En quête d’un attaquant. La volonté des Girondins de repartir de l’avant suffira-t-elle pour autant à leur faire prendre l’ascendant sur les Belges ? Pas sûr, tant l’effectif du club reste, pour l’instant, limité. Pour ce barrage aller, Bordeaux avait rêvé de se présenter avec un nouvel avant-centre suite au départ médiatisé de Gaëtan Laborde à Montpellier. Peine perdue. A force de tâtonner, le dossier du Brésilien Pedro, l'actuel meilleur buteur de son championnat avec Fluminense, ciblé depuis plus de deux mois, n'a toujours pas abouti.

Avec une première offre en juillet de 8,5 millions d'euros, les dirigeants girondins ont cru attirer cet oiseau rare (21 ans, 1,85 m), appelé pour la première fois par son sélectionneur Tite pour les matches amicaux de septembre, et ayant peu d'équivalent, à leurs yeux, sur le marché européen. La deuxième offre officielle a tardé, volontairement ou pas, déclenchant la furie de Gustavo Poyet. Plus conséquente - les médias évoquent une somme entre 15 et 17 millions d'euros - elle a été formulée en début de semaine mais également repoussée par le club carioca, qu'on sait pourtant exsangue financièrement.

Thierry Henry, le sauveur ? A défaut d’un attaquant sur le terrain, Bordeaux pourrait sortir de l’impasse grâce à un attaquant… sur le banc. Alors que, pour remplacer Gustavo Poyet, les noms de Laurent Blanc, Jürgen Klinsmann, Claudio Ranieri, Jocelyn Gourvennec ou encore Rémi Garde circulaient, c’est finalement Thierry Henry qui semble tenir la corde. L’ancien avant-centre vedette des Bleus et d’Arsenal aurait donné son accord de principe aux Girondins, ne reste plus qu’à passer la validation des actionnaires et du fonds d’investissement GACP, qui s’apprête à reprendre le club en main, assurent RMC Sport et L’Équipe.

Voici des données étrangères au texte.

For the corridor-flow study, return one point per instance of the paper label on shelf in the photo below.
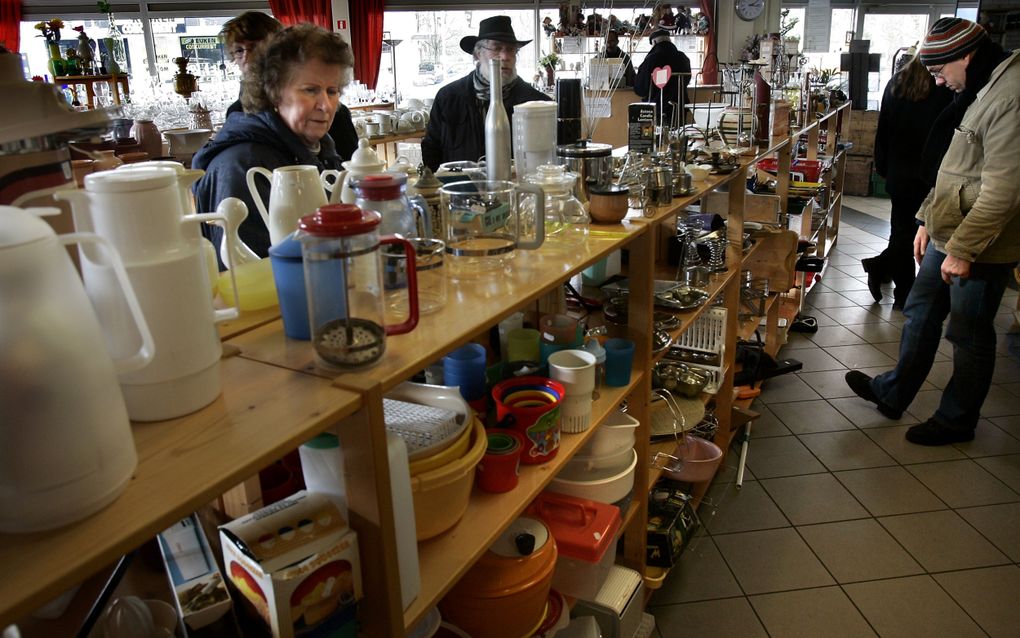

Si l’arrivée de Thierry Henry, qui n’a jamais été entraîneur d’un club et officiait jusqu’ici comme adjoint de la sélection belge, se confirmait, il s’agirait d’un pari, pour lui et pour le club. Inexpérimenté, "Titi" se retrouverait à la tête d’une équipe en plein doute. Mais son seul nom pourrait suffire à attirer des recrues capables d’impulser une nouvelle dynamique. Interrogé sur la rumeur Henry lors de la conférence de presse d'avant match, Éric Bédouet a déclaré ne pas être tenu informé des négociations : "On n'a rien, vraiment rien du tout. On est là pour jouer un match. Ce qui se passe en coulisses, on n'est pas au courant, sincèrement". Dans l’immédiat, un bon résultat en Belgique permettrait à Bordeaux d’envisager une qualification en Ligue Europa, synonyme d’enveloppe d'au moins 2,6 millions d’euros (le montant versé l'an dernier). Un bonus qui pourrait également débloquer la fin de mercato des Girondins.